The repository is given a name, and is made publicly accessible.

Also, make sure that none of the following options are selected:

The repository will not be set up with a readme, will not have a `.gitignore` file, and will not have a license associated with it.

These options can be useful later, but for now, do not use them while you are still learning the basics.

When you’ve entered these items, click the Create repository button:

The Create repository button is highlighted.

You now have a remote repository on GitHub!

Cloning a repository

The clone action

Cloning allows us to take the current version of a project from a remote repository on GitHub and copy it into a local repository on your computer.

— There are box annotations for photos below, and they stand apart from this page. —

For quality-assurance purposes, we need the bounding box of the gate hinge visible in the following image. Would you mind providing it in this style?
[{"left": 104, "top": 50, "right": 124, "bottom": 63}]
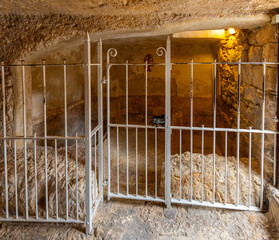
[{"left": 103, "top": 179, "right": 108, "bottom": 186}]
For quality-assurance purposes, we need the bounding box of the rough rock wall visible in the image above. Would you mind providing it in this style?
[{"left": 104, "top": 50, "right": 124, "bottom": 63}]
[{"left": 218, "top": 24, "right": 278, "bottom": 167}]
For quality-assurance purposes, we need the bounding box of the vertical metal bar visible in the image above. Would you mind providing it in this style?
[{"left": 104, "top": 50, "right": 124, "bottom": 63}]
[
  {"left": 63, "top": 59, "right": 69, "bottom": 220},
  {"left": 225, "top": 131, "right": 228, "bottom": 204},
  {"left": 1, "top": 62, "right": 9, "bottom": 218},
  {"left": 84, "top": 33, "right": 93, "bottom": 235},
  {"left": 155, "top": 128, "right": 158, "bottom": 198},
  {"left": 190, "top": 59, "right": 194, "bottom": 201},
  {"left": 116, "top": 127, "right": 119, "bottom": 194},
  {"left": 179, "top": 129, "right": 182, "bottom": 201},
  {"left": 248, "top": 127, "right": 252, "bottom": 208},
  {"left": 225, "top": 131, "right": 228, "bottom": 204},
  {"left": 201, "top": 125, "right": 204, "bottom": 202},
  {"left": 34, "top": 133, "right": 39, "bottom": 219},
  {"left": 94, "top": 132, "right": 97, "bottom": 204},
  {"left": 273, "top": 133, "right": 277, "bottom": 186},
  {"left": 145, "top": 61, "right": 148, "bottom": 197},
  {"left": 54, "top": 139, "right": 58, "bottom": 219},
  {"left": 42, "top": 60, "right": 48, "bottom": 219},
  {"left": 76, "top": 132, "right": 79, "bottom": 220},
  {"left": 21, "top": 61, "right": 29, "bottom": 219},
  {"left": 97, "top": 39, "right": 104, "bottom": 201},
  {"left": 236, "top": 59, "right": 241, "bottom": 206},
  {"left": 14, "top": 139, "right": 18, "bottom": 219},
  {"left": 165, "top": 36, "right": 171, "bottom": 208},
  {"left": 260, "top": 59, "right": 266, "bottom": 209},
  {"left": 126, "top": 61, "right": 129, "bottom": 196},
  {"left": 136, "top": 128, "right": 139, "bottom": 196},
  {"left": 212, "top": 59, "right": 217, "bottom": 204}
]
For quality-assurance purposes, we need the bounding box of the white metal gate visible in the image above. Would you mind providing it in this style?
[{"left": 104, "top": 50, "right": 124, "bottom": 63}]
[
  {"left": 0, "top": 35, "right": 103, "bottom": 234},
  {"left": 107, "top": 37, "right": 278, "bottom": 210}
]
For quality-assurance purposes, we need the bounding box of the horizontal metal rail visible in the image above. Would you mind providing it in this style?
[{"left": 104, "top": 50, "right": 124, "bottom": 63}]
[
  {"left": 172, "top": 62, "right": 279, "bottom": 66},
  {"left": 109, "top": 193, "right": 166, "bottom": 203},
  {"left": 109, "top": 123, "right": 165, "bottom": 129},
  {"left": 2, "top": 63, "right": 101, "bottom": 67},
  {"left": 171, "top": 198, "right": 262, "bottom": 211},
  {"left": 108, "top": 62, "right": 279, "bottom": 67},
  {"left": 0, "top": 215, "right": 85, "bottom": 223},
  {"left": 171, "top": 126, "right": 279, "bottom": 134},
  {"left": 0, "top": 136, "right": 86, "bottom": 140}
]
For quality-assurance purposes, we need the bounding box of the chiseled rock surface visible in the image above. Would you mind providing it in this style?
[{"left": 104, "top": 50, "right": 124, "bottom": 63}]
[{"left": 161, "top": 152, "right": 261, "bottom": 207}]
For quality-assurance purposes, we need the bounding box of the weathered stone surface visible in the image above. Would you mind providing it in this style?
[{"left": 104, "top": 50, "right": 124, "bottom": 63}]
[
  {"left": 262, "top": 43, "right": 278, "bottom": 62},
  {"left": 163, "top": 208, "right": 177, "bottom": 219},
  {"left": 0, "top": 198, "right": 278, "bottom": 240},
  {"left": 256, "top": 24, "right": 278, "bottom": 45},
  {"left": 248, "top": 47, "right": 263, "bottom": 62}
]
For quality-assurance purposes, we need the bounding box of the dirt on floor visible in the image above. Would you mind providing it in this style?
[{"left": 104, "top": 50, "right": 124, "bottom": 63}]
[{"left": 0, "top": 201, "right": 279, "bottom": 240}]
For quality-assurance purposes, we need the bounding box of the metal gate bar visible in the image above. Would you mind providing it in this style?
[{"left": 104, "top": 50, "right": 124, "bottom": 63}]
[
  {"left": 0, "top": 35, "right": 103, "bottom": 234},
  {"left": 107, "top": 37, "right": 279, "bottom": 210}
]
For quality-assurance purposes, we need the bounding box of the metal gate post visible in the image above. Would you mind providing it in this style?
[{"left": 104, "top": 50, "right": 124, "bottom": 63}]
[
  {"left": 84, "top": 33, "right": 92, "bottom": 235},
  {"left": 97, "top": 39, "right": 103, "bottom": 201},
  {"left": 165, "top": 36, "right": 171, "bottom": 208}
]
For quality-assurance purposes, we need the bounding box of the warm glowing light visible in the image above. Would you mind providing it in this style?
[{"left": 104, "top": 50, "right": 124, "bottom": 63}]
[
  {"left": 229, "top": 28, "right": 235, "bottom": 35},
  {"left": 173, "top": 29, "right": 225, "bottom": 39}
]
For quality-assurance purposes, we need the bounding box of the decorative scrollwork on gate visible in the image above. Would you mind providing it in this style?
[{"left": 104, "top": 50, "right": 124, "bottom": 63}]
[
  {"left": 156, "top": 47, "right": 167, "bottom": 57},
  {"left": 107, "top": 48, "right": 117, "bottom": 64}
]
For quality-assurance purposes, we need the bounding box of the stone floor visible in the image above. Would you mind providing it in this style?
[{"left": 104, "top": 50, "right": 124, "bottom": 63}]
[{"left": 0, "top": 201, "right": 279, "bottom": 240}]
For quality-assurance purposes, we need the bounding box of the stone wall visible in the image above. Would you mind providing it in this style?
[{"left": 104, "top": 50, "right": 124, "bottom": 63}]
[{"left": 218, "top": 24, "right": 278, "bottom": 172}]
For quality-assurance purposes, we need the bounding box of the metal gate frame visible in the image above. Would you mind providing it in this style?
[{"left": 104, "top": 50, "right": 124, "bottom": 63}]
[
  {"left": 0, "top": 33, "right": 103, "bottom": 235},
  {"left": 107, "top": 36, "right": 279, "bottom": 211}
]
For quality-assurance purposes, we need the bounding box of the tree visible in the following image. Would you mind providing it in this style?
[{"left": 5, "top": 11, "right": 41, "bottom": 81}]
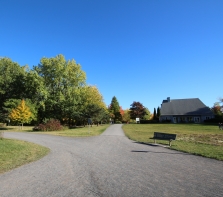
[
  {"left": 122, "top": 109, "right": 131, "bottom": 122},
  {"left": 143, "top": 108, "right": 152, "bottom": 120},
  {"left": 109, "top": 96, "right": 122, "bottom": 122},
  {"left": 9, "top": 100, "right": 32, "bottom": 128},
  {"left": 3, "top": 99, "right": 38, "bottom": 124},
  {"left": 130, "top": 101, "right": 147, "bottom": 119},
  {"left": 157, "top": 107, "right": 160, "bottom": 118},
  {"left": 34, "top": 55, "right": 86, "bottom": 120},
  {"left": 0, "top": 57, "right": 25, "bottom": 115}
]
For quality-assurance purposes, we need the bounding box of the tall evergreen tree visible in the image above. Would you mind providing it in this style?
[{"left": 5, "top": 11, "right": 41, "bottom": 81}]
[
  {"left": 130, "top": 101, "right": 147, "bottom": 119},
  {"left": 109, "top": 96, "right": 122, "bottom": 122},
  {"left": 157, "top": 107, "right": 160, "bottom": 118},
  {"left": 153, "top": 108, "right": 157, "bottom": 120}
]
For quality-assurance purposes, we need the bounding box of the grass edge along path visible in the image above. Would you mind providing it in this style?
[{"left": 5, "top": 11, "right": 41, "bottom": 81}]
[
  {"left": 122, "top": 124, "right": 223, "bottom": 161},
  {"left": 0, "top": 138, "right": 50, "bottom": 174},
  {"left": 32, "top": 124, "right": 110, "bottom": 137},
  {"left": 2, "top": 124, "right": 111, "bottom": 137}
]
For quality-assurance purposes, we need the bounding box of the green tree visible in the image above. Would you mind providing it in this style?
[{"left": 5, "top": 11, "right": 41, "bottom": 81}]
[
  {"left": 3, "top": 99, "right": 38, "bottom": 124},
  {"left": 34, "top": 55, "right": 86, "bottom": 120},
  {"left": 9, "top": 100, "right": 32, "bottom": 128},
  {"left": 122, "top": 109, "right": 131, "bottom": 122},
  {"left": 143, "top": 108, "right": 151, "bottom": 120},
  {"left": 109, "top": 96, "right": 122, "bottom": 122},
  {"left": 153, "top": 108, "right": 157, "bottom": 120},
  {"left": 130, "top": 101, "right": 147, "bottom": 119},
  {"left": 156, "top": 107, "right": 160, "bottom": 118},
  {"left": 0, "top": 57, "right": 26, "bottom": 114}
]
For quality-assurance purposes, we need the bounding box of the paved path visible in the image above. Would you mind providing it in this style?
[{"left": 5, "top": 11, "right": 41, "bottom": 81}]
[{"left": 0, "top": 125, "right": 223, "bottom": 197}]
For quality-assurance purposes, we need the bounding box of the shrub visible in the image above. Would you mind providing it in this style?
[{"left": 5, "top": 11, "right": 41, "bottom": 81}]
[
  {"left": 33, "top": 119, "right": 63, "bottom": 131},
  {"left": 140, "top": 120, "right": 159, "bottom": 124},
  {"left": 0, "top": 131, "right": 4, "bottom": 140}
]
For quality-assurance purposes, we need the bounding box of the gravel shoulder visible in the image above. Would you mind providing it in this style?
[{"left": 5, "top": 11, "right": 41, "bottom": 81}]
[{"left": 0, "top": 125, "right": 223, "bottom": 197}]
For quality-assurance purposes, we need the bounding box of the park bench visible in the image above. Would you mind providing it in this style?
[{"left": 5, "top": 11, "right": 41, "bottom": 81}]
[{"left": 150, "top": 132, "right": 177, "bottom": 146}]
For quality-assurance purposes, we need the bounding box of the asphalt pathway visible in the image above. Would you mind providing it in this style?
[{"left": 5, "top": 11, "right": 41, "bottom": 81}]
[{"left": 0, "top": 125, "right": 223, "bottom": 197}]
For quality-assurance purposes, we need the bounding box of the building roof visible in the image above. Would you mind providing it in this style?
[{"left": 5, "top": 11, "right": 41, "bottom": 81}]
[{"left": 160, "top": 98, "right": 213, "bottom": 116}]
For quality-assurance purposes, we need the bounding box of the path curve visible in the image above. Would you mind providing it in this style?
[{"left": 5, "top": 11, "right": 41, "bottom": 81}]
[{"left": 0, "top": 125, "right": 223, "bottom": 197}]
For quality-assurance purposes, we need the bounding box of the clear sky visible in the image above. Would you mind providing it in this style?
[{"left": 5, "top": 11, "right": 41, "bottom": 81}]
[{"left": 0, "top": 0, "right": 223, "bottom": 112}]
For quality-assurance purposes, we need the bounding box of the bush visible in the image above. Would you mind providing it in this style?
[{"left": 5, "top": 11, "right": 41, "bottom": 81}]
[{"left": 33, "top": 119, "right": 63, "bottom": 131}]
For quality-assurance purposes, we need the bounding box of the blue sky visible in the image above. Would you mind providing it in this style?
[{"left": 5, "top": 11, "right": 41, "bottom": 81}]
[{"left": 0, "top": 0, "right": 223, "bottom": 112}]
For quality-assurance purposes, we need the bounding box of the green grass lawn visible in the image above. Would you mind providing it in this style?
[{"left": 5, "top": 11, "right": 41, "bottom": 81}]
[
  {"left": 0, "top": 124, "right": 110, "bottom": 173},
  {"left": 0, "top": 138, "right": 50, "bottom": 173},
  {"left": 123, "top": 124, "right": 223, "bottom": 160},
  {"left": 33, "top": 124, "right": 110, "bottom": 137},
  {"left": 1, "top": 124, "right": 110, "bottom": 137}
]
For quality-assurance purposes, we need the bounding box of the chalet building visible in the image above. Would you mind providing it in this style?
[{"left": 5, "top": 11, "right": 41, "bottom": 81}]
[{"left": 159, "top": 97, "right": 214, "bottom": 123}]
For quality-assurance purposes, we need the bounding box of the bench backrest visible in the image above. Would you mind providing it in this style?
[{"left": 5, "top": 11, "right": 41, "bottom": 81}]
[{"left": 154, "top": 132, "right": 177, "bottom": 140}]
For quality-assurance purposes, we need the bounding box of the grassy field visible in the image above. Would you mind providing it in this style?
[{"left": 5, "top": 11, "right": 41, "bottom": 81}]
[
  {"left": 0, "top": 125, "right": 110, "bottom": 173},
  {"left": 33, "top": 124, "right": 110, "bottom": 137},
  {"left": 1, "top": 124, "right": 110, "bottom": 137},
  {"left": 123, "top": 124, "right": 223, "bottom": 160},
  {"left": 0, "top": 138, "right": 50, "bottom": 173}
]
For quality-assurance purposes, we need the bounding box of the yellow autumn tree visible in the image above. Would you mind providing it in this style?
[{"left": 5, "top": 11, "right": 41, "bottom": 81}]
[{"left": 9, "top": 99, "right": 32, "bottom": 129}]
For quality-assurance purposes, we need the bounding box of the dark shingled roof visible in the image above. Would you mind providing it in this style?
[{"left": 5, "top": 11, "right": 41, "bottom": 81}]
[{"left": 161, "top": 98, "right": 213, "bottom": 116}]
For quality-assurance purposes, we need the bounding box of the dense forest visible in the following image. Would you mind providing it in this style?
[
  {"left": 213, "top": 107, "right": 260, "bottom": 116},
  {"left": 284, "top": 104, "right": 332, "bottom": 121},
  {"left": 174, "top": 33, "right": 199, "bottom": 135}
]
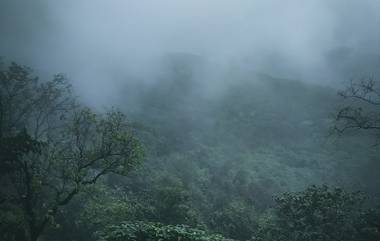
[
  {"left": 0, "top": 0, "right": 380, "bottom": 241},
  {"left": 0, "top": 55, "right": 380, "bottom": 241}
]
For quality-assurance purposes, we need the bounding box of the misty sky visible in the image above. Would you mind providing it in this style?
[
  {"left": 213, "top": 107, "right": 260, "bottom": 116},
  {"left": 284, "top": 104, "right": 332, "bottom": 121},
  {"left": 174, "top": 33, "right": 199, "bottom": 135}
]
[{"left": 0, "top": 0, "right": 380, "bottom": 105}]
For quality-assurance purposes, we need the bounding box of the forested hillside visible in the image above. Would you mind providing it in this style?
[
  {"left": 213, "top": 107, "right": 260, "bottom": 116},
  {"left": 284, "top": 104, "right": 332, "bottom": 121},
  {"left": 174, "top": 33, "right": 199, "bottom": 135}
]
[
  {"left": 14, "top": 55, "right": 379, "bottom": 240},
  {"left": 0, "top": 0, "right": 380, "bottom": 241}
]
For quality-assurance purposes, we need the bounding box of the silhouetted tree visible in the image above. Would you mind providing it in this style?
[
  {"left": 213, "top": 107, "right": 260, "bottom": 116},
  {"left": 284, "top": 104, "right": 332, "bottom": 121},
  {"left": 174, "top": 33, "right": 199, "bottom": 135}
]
[
  {"left": 335, "top": 77, "right": 380, "bottom": 145},
  {"left": 0, "top": 63, "right": 141, "bottom": 241}
]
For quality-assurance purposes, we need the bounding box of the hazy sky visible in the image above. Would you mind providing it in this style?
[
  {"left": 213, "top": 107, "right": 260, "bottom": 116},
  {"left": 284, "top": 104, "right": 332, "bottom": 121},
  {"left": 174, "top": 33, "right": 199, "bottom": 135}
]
[{"left": 0, "top": 0, "right": 380, "bottom": 105}]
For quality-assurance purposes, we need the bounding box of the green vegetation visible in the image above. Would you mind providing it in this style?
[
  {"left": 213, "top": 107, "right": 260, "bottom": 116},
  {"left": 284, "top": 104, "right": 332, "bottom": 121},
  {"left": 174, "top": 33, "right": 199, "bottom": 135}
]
[
  {"left": 99, "top": 222, "right": 233, "bottom": 241},
  {"left": 0, "top": 56, "right": 380, "bottom": 241}
]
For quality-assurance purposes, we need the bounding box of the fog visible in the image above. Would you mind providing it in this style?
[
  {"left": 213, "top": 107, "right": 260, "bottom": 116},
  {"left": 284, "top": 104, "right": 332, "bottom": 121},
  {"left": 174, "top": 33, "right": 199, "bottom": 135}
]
[
  {"left": 0, "top": 0, "right": 380, "bottom": 106},
  {"left": 0, "top": 0, "right": 380, "bottom": 241}
]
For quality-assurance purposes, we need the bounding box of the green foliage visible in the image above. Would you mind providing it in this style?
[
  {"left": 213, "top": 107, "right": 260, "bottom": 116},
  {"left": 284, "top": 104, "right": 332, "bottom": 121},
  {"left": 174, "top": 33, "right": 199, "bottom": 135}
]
[
  {"left": 253, "top": 186, "right": 379, "bottom": 241},
  {"left": 0, "top": 63, "right": 143, "bottom": 241},
  {"left": 99, "top": 222, "right": 233, "bottom": 241}
]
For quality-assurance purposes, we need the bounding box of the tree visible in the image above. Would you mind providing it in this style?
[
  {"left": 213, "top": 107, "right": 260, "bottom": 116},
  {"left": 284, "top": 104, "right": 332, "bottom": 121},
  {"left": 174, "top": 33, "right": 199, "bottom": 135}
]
[
  {"left": 335, "top": 77, "right": 380, "bottom": 145},
  {"left": 0, "top": 63, "right": 142, "bottom": 241},
  {"left": 99, "top": 222, "right": 234, "bottom": 241},
  {"left": 252, "top": 186, "right": 380, "bottom": 241}
]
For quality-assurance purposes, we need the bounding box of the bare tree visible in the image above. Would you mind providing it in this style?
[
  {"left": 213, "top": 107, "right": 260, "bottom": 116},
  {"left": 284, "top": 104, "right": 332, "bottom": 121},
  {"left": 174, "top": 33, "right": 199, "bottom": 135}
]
[
  {"left": 0, "top": 63, "right": 142, "bottom": 241},
  {"left": 335, "top": 77, "right": 380, "bottom": 145}
]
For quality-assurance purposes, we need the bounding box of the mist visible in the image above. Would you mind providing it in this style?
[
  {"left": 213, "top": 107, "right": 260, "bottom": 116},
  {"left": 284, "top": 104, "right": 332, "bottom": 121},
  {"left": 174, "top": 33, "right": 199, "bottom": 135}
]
[
  {"left": 0, "top": 0, "right": 380, "bottom": 104},
  {"left": 0, "top": 0, "right": 380, "bottom": 241}
]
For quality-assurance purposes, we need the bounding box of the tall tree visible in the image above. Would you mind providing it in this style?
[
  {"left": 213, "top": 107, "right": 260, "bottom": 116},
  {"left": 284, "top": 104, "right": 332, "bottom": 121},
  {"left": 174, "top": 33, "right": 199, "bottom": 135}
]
[{"left": 0, "top": 63, "right": 142, "bottom": 241}]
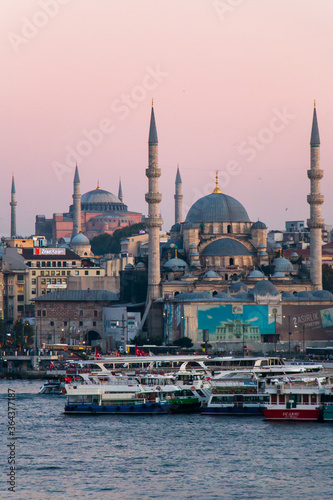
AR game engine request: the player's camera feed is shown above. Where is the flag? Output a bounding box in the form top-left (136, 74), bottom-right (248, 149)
top-left (135, 346), bottom-right (142, 356)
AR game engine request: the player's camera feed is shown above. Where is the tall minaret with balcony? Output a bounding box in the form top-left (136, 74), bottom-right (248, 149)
top-left (9, 175), bottom-right (17, 238)
top-left (118, 178), bottom-right (123, 202)
top-left (307, 103), bottom-right (324, 290)
top-left (145, 106), bottom-right (162, 302)
top-left (175, 166), bottom-right (183, 224)
top-left (72, 165), bottom-right (81, 238)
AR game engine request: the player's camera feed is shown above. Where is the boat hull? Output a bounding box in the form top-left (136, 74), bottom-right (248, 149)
top-left (264, 408), bottom-right (320, 420)
top-left (201, 406), bottom-right (264, 416)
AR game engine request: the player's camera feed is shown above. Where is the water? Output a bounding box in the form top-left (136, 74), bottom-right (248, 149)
top-left (0, 380), bottom-right (333, 500)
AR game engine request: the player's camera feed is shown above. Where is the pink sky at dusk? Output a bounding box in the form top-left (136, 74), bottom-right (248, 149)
top-left (0, 0), bottom-right (333, 236)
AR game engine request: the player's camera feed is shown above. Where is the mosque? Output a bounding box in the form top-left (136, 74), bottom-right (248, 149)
top-left (145, 101), bottom-right (333, 349)
top-left (35, 171), bottom-right (142, 243)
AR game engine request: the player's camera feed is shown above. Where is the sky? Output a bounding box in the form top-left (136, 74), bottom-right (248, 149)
top-left (0, 0), bottom-right (333, 236)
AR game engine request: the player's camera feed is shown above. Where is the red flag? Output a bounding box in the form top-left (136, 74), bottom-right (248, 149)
top-left (135, 346), bottom-right (142, 356)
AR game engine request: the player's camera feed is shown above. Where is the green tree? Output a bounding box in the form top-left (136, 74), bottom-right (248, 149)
top-left (322, 264), bottom-right (333, 293)
top-left (91, 222), bottom-right (146, 255)
top-left (173, 337), bottom-right (193, 347)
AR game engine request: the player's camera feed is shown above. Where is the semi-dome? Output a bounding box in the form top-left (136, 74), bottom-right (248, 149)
top-left (204, 270), bottom-right (221, 278)
top-left (71, 233), bottom-right (90, 246)
top-left (202, 238), bottom-right (251, 256)
top-left (251, 280), bottom-right (279, 297)
top-left (248, 269), bottom-right (264, 278)
top-left (251, 220), bottom-right (267, 229)
top-left (229, 281), bottom-right (249, 293)
top-left (273, 257), bottom-right (294, 273)
top-left (163, 259), bottom-right (188, 271)
top-left (185, 193), bottom-right (250, 224)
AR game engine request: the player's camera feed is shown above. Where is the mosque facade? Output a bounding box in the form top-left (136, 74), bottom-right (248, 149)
top-left (35, 171), bottom-right (142, 243)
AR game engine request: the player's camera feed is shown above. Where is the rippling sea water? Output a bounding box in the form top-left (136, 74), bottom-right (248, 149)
top-left (0, 380), bottom-right (333, 500)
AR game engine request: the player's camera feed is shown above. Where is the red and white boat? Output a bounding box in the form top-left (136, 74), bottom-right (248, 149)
top-left (264, 377), bottom-right (325, 420)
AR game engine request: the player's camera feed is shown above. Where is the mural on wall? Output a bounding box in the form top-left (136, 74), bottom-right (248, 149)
top-left (198, 304), bottom-right (282, 342)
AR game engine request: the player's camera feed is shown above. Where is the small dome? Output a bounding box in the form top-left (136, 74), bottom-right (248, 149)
top-left (174, 292), bottom-right (214, 302)
top-left (204, 271), bottom-right (221, 278)
top-left (273, 257), bottom-right (294, 273)
top-left (71, 233), bottom-right (90, 246)
top-left (248, 269), bottom-right (264, 278)
top-left (202, 238), bottom-right (251, 256)
top-left (214, 292), bottom-right (234, 300)
top-left (312, 290), bottom-right (333, 300)
top-left (163, 259), bottom-right (188, 271)
top-left (295, 291), bottom-right (314, 300)
top-left (229, 281), bottom-right (249, 293)
top-left (251, 220), bottom-right (267, 229)
top-left (251, 280), bottom-right (279, 297)
top-left (281, 292), bottom-right (296, 300)
top-left (234, 292), bottom-right (253, 301)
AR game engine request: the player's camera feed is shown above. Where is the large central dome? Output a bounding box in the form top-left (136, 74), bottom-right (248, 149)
top-left (81, 188), bottom-right (121, 203)
top-left (185, 192), bottom-right (250, 223)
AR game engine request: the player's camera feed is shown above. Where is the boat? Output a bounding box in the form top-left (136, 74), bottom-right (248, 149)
top-left (264, 377), bottom-right (326, 421)
top-left (64, 386), bottom-right (200, 415)
top-left (38, 381), bottom-right (64, 396)
top-left (201, 371), bottom-right (269, 416)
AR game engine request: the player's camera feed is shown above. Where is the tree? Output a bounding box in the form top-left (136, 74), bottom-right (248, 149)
top-left (173, 337), bottom-right (193, 347)
top-left (322, 264), bottom-right (333, 293)
top-left (91, 222), bottom-right (146, 255)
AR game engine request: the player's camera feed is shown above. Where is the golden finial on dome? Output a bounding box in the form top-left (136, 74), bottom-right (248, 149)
top-left (213, 170), bottom-right (222, 194)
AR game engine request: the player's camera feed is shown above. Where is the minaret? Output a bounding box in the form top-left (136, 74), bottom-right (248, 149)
top-left (9, 175), bottom-right (17, 238)
top-left (175, 165), bottom-right (183, 224)
top-left (118, 177), bottom-right (123, 202)
top-left (72, 165), bottom-right (81, 238)
top-left (145, 101), bottom-right (163, 303)
top-left (307, 103), bottom-right (324, 290)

You’ll follow these steps any time you want to make a copy of a project that already exists on GitHub.

Step 1

Navigate to the parent directory where you want the cloned directory to exist:

cd ~/code/ga/lectures

Step 2

Using the URL from GitHub, clone the repository:

git clone https://github.com/<original-author>/my-project.git

Do not copy the above command. It will not work. Your username will replace <original-author> in the URL above. Also make sure my-project.git matches the name that you gave the repo when you were creating it

🧠 When you clone a repository, a directory matching the repository’s name on GitHub will be created automatically.

For example, when we clone the my-project repo, all the files in that repo will be copied into a new my-project directory. This directory will be in our ~/code/ga/lectures directory.

Step 3

Navigate into the new directory and open it in VS Code:

cd my-project
code . 

🧠 When you clone a repository, an origin remote will automatically be set using the URL you used to clone it. You can confirm this with the git remote -v command. If you’ve cloned a repository that you don’t own (or have write access to), you won’t be able to push changes!